Truth be told... I've always had a little bit of a grudge against this journal because although it is dedicated exclusively to refractive surgery, it rarely talks about dry eye - which just happens to be the #1 side effect of laser refractive surgery.

But today, hats off and grudges begone. Wow! Thank you for acknowledging what so badly needs to be said.

Now if we could just get this included in every LASIK informed consent form.

My only reservation/criticism about this abstract is that some use this kind of thing to justify what amounts to temporarily suppressing a chronic ocular surface problem in order to justify LASIK on a high risk candidate. Even that might not be as much of a problem as it is were it not that ocular surface diseases are so frequently misdiagnosed and undertreated (see my article on diagnosis.

LASIK-associated Dry Eye and Neurotrophic Epitheliopathy: Pathophysiology and Strategies for Prevention and Treatment
Renato Ambrósio Jr, MD, PhD; Timo Tervo, MD; Steven E. Wilson, MD
Journal of Refractive Surgery Vol. 24 No. 4 April 2008

To review the pathophysiology of LASIK-associated dry eye conditions and provide insights into prophylaxis to decrease the incidence of dry eye after LASIK and to treat the condition when it occurs.

A review of the literature was performed on LASIK-associated dry eye and the experience of the authors was summarized.

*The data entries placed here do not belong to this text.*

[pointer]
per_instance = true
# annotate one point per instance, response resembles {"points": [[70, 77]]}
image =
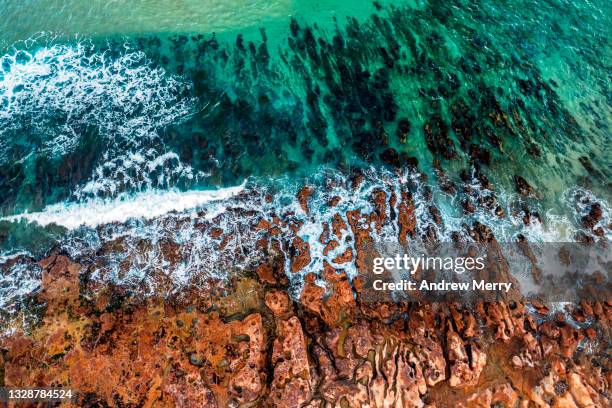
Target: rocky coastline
{"points": [[251, 341]]}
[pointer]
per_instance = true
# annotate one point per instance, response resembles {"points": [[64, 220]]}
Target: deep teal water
{"points": [[492, 88]]}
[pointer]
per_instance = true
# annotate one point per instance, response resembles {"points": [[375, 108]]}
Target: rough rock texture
{"points": [[251, 342]]}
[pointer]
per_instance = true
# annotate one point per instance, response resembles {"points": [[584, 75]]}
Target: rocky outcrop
{"points": [[253, 341]]}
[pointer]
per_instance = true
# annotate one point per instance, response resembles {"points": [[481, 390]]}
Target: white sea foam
{"points": [[55, 95], [147, 205]]}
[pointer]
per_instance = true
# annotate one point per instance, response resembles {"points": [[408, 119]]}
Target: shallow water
{"points": [[108, 105]]}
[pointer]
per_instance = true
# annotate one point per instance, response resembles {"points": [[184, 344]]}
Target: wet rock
{"points": [[300, 254]]}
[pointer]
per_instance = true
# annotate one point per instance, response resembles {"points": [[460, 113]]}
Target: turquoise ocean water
{"points": [[112, 109]]}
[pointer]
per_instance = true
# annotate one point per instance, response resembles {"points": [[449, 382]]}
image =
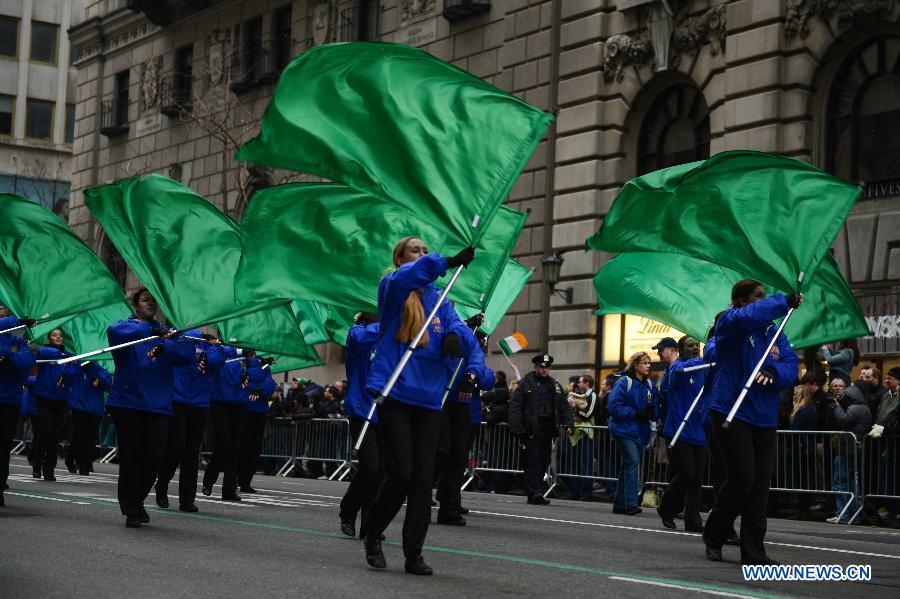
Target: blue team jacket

LASIK has a neurotrophic effect on the cornea, along with other changes in corneal shape, that affect tear dynamics causing ocular surface desiccation. Dry eye is one of the most common complications of LASIK surgery. Symptoms of dryness may occur in more than 50% of patients, with other complications such as fluctuating vision, decreased best spectacle-corrected visiual acuity, and severe discomfort occurring in approximately 10% of patients. Preoperative dry eye condition is a major risk factor for more severe dry eye after surgery and should be identified prior to surgery. Optimization with artificial tears, nutrition supplementation, punctal occlusion, and topical cyclosporine A in patients with symptoms or signs of dry eye prior to LASIK decreases the incidence of more bothersome symptoms following surgery. Patients with LASIK-induced neurotrophic epitheliopathy often respond to topical cyclosporine A treatment, which treats the underlying inflammation and may benefit nerve regeneration.

LASIK-induced dry eye and neurotrophic epitheliopathy are common complications of LASIK surgery. Optimization of the ocular surface prior to surgery decreases the incidence and severity of postoperative symptoms of the condition.